Kerrey's team received and returned fire, fire from an area where civilians had been removed and banned, so they were under no restraints from returing fire.

Unfortunately, by dawn, after the smoke had cleared it turned out that many of the dead were not armed, and very possibly civilians who should not have been there by their government's edict, and may well have been killed by mistake.

Although Kerrey was inexperienced, having only been in country for a few months at that time, his actions were reviewed by his superiors and not only deemed proper under the circumstances, but found to be meritorious enough to award him the Bronze Star for the action. And of course, his later later actions earned him the Medal of Honor.

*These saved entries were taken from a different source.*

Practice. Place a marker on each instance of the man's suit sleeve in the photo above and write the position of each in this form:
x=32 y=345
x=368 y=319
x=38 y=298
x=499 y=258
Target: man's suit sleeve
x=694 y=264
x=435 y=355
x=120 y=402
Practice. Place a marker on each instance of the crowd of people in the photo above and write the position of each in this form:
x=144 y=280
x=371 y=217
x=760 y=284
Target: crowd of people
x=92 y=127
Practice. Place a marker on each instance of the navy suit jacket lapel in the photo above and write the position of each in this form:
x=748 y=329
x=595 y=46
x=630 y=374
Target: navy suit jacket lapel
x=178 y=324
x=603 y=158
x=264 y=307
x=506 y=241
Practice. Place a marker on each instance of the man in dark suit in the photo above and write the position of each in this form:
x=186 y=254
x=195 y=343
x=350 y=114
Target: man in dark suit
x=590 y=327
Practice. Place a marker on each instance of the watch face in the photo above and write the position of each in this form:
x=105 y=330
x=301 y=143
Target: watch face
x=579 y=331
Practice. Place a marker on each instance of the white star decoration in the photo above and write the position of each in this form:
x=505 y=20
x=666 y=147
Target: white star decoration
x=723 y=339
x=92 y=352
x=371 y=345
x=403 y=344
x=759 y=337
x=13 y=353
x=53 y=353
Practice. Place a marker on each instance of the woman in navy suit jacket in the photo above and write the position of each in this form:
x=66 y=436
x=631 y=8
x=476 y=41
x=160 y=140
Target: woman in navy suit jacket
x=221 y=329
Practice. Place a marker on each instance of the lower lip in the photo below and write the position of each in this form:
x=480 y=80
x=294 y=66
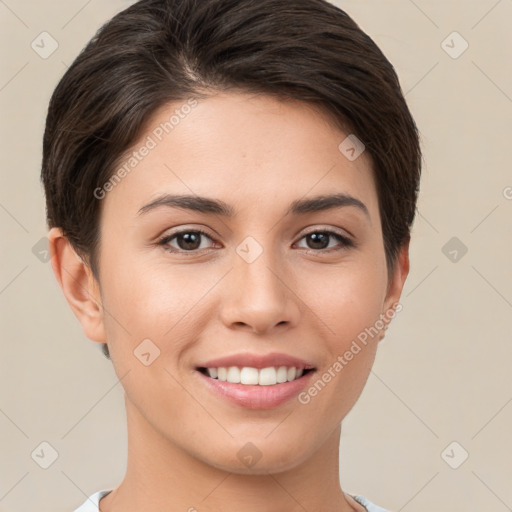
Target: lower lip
x=257 y=397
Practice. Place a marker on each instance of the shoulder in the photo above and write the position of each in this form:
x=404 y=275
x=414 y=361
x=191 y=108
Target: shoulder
x=91 y=503
x=370 y=507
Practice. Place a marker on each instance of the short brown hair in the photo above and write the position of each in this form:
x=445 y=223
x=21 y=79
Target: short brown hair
x=158 y=51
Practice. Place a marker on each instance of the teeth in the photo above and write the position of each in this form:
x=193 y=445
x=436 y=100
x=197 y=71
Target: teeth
x=252 y=376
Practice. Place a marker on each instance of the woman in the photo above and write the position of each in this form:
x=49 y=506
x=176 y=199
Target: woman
x=230 y=190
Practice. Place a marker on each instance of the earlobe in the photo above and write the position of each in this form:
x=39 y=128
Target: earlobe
x=78 y=284
x=396 y=284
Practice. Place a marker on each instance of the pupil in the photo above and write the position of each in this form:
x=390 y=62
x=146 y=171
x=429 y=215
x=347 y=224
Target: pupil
x=320 y=240
x=190 y=241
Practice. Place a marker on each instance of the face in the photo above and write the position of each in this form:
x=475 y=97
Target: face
x=250 y=267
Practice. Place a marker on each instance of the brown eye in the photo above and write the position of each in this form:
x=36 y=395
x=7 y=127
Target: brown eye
x=186 y=241
x=320 y=241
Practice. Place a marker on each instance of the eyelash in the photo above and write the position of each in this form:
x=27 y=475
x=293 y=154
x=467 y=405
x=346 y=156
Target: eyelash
x=345 y=242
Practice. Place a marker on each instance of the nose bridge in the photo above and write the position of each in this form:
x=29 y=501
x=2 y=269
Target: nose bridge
x=257 y=297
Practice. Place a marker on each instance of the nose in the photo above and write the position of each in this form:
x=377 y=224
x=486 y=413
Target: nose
x=259 y=296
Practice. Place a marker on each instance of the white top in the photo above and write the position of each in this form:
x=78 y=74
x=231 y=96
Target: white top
x=91 y=504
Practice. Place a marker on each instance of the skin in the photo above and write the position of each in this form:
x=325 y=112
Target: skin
x=258 y=155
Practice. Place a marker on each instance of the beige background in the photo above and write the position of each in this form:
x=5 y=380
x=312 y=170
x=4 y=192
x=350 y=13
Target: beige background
x=443 y=371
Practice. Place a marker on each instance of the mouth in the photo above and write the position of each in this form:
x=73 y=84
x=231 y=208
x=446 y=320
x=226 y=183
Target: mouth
x=250 y=376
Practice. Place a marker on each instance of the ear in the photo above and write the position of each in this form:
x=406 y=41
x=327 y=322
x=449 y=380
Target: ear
x=396 y=283
x=78 y=284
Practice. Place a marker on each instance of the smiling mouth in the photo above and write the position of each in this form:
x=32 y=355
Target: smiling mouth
x=250 y=376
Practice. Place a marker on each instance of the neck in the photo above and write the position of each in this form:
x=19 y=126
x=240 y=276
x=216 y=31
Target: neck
x=160 y=474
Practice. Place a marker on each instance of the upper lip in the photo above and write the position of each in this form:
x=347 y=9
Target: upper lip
x=257 y=361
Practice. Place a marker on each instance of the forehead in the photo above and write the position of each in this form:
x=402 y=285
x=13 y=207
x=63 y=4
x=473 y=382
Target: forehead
x=244 y=149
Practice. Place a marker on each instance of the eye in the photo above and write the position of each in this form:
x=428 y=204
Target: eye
x=187 y=241
x=320 y=241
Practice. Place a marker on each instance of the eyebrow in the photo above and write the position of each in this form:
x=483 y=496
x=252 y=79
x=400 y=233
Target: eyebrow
x=218 y=207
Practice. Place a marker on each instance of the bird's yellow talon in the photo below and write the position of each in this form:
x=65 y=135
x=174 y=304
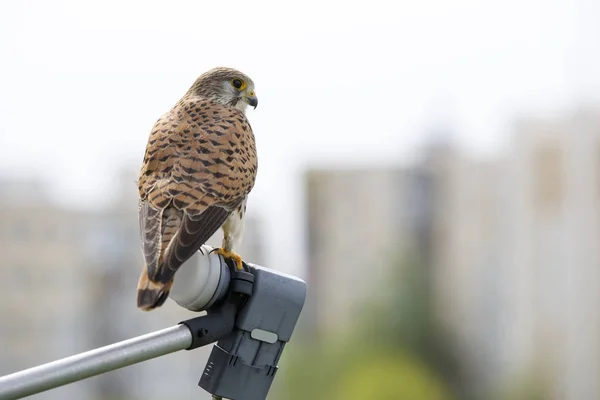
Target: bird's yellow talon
x=233 y=256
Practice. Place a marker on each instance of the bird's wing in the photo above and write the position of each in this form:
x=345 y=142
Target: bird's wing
x=200 y=163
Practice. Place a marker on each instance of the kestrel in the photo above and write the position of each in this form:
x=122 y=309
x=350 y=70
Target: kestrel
x=199 y=167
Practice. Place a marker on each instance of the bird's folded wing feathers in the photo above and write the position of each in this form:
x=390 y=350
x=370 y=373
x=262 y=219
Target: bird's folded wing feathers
x=195 y=172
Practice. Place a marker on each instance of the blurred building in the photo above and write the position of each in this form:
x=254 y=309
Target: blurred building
x=511 y=243
x=71 y=286
x=358 y=223
x=45 y=287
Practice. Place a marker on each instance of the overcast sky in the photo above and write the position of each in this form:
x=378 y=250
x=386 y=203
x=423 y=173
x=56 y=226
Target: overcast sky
x=82 y=83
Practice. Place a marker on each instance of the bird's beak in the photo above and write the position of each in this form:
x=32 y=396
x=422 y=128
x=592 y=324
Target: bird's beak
x=251 y=99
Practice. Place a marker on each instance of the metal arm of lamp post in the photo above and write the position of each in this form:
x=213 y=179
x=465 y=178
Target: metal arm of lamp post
x=250 y=314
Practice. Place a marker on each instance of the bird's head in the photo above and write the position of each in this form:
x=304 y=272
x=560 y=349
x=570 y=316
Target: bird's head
x=226 y=86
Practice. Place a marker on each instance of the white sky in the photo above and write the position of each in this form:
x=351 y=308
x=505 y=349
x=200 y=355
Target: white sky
x=81 y=84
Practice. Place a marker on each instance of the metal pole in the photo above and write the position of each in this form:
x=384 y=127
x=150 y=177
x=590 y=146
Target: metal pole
x=94 y=362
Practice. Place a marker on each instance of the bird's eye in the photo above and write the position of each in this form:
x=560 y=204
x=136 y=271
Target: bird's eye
x=238 y=84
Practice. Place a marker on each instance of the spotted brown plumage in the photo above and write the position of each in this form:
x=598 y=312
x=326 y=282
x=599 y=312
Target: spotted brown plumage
x=199 y=167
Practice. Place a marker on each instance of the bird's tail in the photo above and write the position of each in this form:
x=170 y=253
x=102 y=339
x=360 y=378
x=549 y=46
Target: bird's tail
x=151 y=294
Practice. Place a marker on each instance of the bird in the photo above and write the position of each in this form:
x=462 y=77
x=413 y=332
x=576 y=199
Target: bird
x=199 y=166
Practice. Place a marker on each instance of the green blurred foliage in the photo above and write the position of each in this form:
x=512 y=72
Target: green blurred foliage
x=393 y=351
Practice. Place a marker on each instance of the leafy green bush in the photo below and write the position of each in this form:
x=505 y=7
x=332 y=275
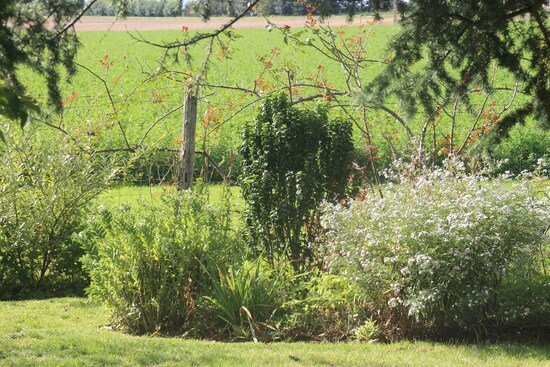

This falls under the category of different times and different ways. We can not judge his actions then by our current set of values, without doing him and every one in that war a disservice. These people, may draftees, were sent off to fight a war in a forign land with the admonition, we either stop Communism over there or we will have to fight it here in our streets. Then after 12-13 months living under severe conditions, these young people return to find that the country that had sent them to Viet Nam, on pain of prison for NOT going was now shunning them, and calling them murderers for whatever they did or their neighbors THOUGHT that they did while serving their country as ordered. Then to top it all off, we soon found that we were not going to be allowed to win the war, or at least fight it as if we meant to win. Finally after nearly ten years of inconclusive action, our government finally began a bombing campaign that convinced the North Vietnamese that they should negotiate a peace, and we were out, with many of our POWs, within three months.

Like so many other endeavors that didn't turn out as expected, it can really be described by the saying of those days, "Well, it seemed like a good idea at the time." And recently even MacNamara writes in his book that we made many mistakes.